With all-purpose turnips, you can harvest two to three outer leaves per plant every two weeks, and the roots will continue to grow. Keep thinning plants and eating the greens, removing those plants that show no signs of bulbing. Pull all-purpose turnips when they are more than 2 inches in diameter, and eat or keep the greens. Mature turnips with their tops trimmed back to 1 inch will store for three months in plastic bags in the fridge. You can also store unwashed, trimmed turnips in damp sand in a root cellar.
Pull rutabagas when the bulbs are larger than 3 inches in diameter, and immediately trim the tops back to half an inch. You can keep your rutabagas refrigerated in plastic bags, or stow them in damp sand in a root cellar for longer storage.

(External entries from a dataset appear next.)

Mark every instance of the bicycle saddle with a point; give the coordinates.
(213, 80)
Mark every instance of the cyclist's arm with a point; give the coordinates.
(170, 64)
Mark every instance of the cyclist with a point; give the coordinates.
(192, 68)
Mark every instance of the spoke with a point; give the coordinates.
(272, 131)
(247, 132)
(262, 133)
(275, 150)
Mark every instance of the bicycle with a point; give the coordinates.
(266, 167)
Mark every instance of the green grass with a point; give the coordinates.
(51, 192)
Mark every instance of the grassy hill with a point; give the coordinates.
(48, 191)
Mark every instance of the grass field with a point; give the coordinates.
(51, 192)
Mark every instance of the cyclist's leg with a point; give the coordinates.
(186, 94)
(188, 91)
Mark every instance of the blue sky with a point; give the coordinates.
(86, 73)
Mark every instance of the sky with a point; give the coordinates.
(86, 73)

Turnips are winter hardy through Zone 7, and with protection in Zone 6. In climates where turnips survive winter, allow up to three healthy plants to bloom and produce seeds. When the 2-inch-long seedpods turn tan in early summer, gather them in a paper bag, allow the seeds to dry indoors for a week, and then select the largest seeds for replanting.
Rutabagas are true biennials that bloom best in their second year. In fall, select three neighboring plants to be seed producers. Use a protective tunnel to help them survive winter. In spring, the plants will produce 3-foot-tall spikes of yellow flowers. When the 3-inch-long seedpods turn tan in early summer, clip the seed-bearing branches. Gather the seedpods in a paper bag, allow them to dry indoors for a week, and then collect the biggest seeds for replanting.

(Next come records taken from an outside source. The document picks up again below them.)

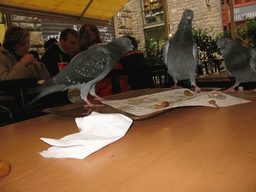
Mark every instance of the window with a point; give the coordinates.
(152, 11)
(155, 39)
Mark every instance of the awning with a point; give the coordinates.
(79, 11)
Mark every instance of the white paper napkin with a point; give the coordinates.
(96, 131)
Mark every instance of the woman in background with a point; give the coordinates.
(15, 61)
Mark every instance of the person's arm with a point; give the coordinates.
(51, 59)
(11, 68)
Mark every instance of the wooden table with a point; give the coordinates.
(185, 149)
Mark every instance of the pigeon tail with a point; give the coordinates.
(47, 88)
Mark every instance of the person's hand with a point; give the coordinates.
(28, 59)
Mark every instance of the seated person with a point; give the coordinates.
(60, 52)
(134, 63)
(15, 61)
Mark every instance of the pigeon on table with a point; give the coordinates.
(239, 61)
(181, 54)
(86, 69)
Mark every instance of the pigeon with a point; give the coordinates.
(86, 69)
(181, 54)
(239, 61)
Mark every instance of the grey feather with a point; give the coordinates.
(86, 69)
(180, 53)
(239, 61)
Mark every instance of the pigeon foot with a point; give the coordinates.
(197, 89)
(252, 91)
(99, 98)
(175, 86)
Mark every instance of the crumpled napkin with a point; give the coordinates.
(96, 131)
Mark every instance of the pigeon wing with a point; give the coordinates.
(196, 54)
(84, 68)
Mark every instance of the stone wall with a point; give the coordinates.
(128, 21)
(204, 18)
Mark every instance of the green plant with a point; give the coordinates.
(153, 52)
(206, 40)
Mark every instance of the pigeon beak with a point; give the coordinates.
(133, 48)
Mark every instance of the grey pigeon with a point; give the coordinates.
(239, 61)
(86, 69)
(180, 53)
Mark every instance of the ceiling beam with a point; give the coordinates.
(50, 15)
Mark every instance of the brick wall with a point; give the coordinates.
(205, 17)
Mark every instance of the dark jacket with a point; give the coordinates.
(52, 56)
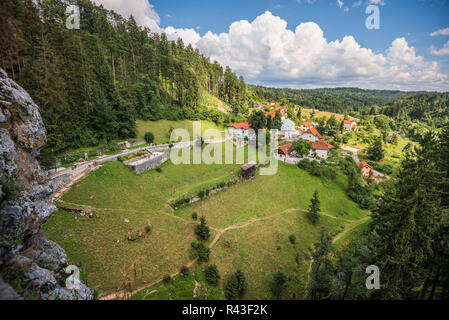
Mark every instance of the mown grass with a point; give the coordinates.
(123, 202)
(161, 128)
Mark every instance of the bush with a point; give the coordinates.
(149, 137)
(212, 275)
(292, 238)
(202, 230)
(9, 189)
(201, 251)
(184, 270)
(279, 281)
(235, 287)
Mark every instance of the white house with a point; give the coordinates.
(311, 135)
(306, 126)
(321, 149)
(238, 129)
(239, 133)
(288, 129)
(350, 125)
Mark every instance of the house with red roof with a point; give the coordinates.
(350, 125)
(311, 135)
(285, 150)
(282, 111)
(271, 114)
(306, 126)
(321, 149)
(239, 133)
(366, 169)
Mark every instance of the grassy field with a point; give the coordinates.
(393, 153)
(252, 221)
(307, 113)
(161, 128)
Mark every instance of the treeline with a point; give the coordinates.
(338, 100)
(91, 84)
(408, 238)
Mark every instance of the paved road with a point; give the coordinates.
(354, 152)
(84, 165)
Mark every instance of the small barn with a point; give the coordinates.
(248, 171)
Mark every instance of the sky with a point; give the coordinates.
(311, 43)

Gathering outer leaves from turnips naturally interrupts the life cycles of various leaf spot diseases and insect pests. Watch for outbreaks of aphids. If an aphid problem does develop, remove any badly infested leaves, and try our aphid control tips.
As rutabagas grow, they often shed their oldest leaves, which you should gather up and compost. This will reduce slug problems and interrupt the life cycles of many pests and diseases. In fall, lightweight row covers may be needed to protect turnips and rutabagas from deer.
Turnips require attentive weeding and regular watering in order to quickly grow to mature size. Troubled turnips can often be rejuvenated if you cut all foliage back to 2 inches from the crown.
In the weeks just before they bulb, rutabagas need soil that is constantly moist. If the soil’s dry, a sudden rain can cause under-watered rutabagas to crack.
Turnips and rutabagas are gaining popularity thanks to their big flavors and versatility. Salad turnips can be eaten raw in slaws and salads, stir-fried with ginger and sesame oil, or pickled for longer storage. Common preparations for larger turnips include cooking them and mashing them with potatoes and roasting with other root veggies (toss with garlic and herbs for a flavor punch). Firm rutabagas can be mashed, grated for rutabaga hash browns or pasta, or seasoned and baked as rutabaga fries. Rutabagas offer a healthy amount of potassium and fiber. Rutabagas and turnip greens are great sources of vitamin C, and turnip greens also provide an abundance of calcium and iron.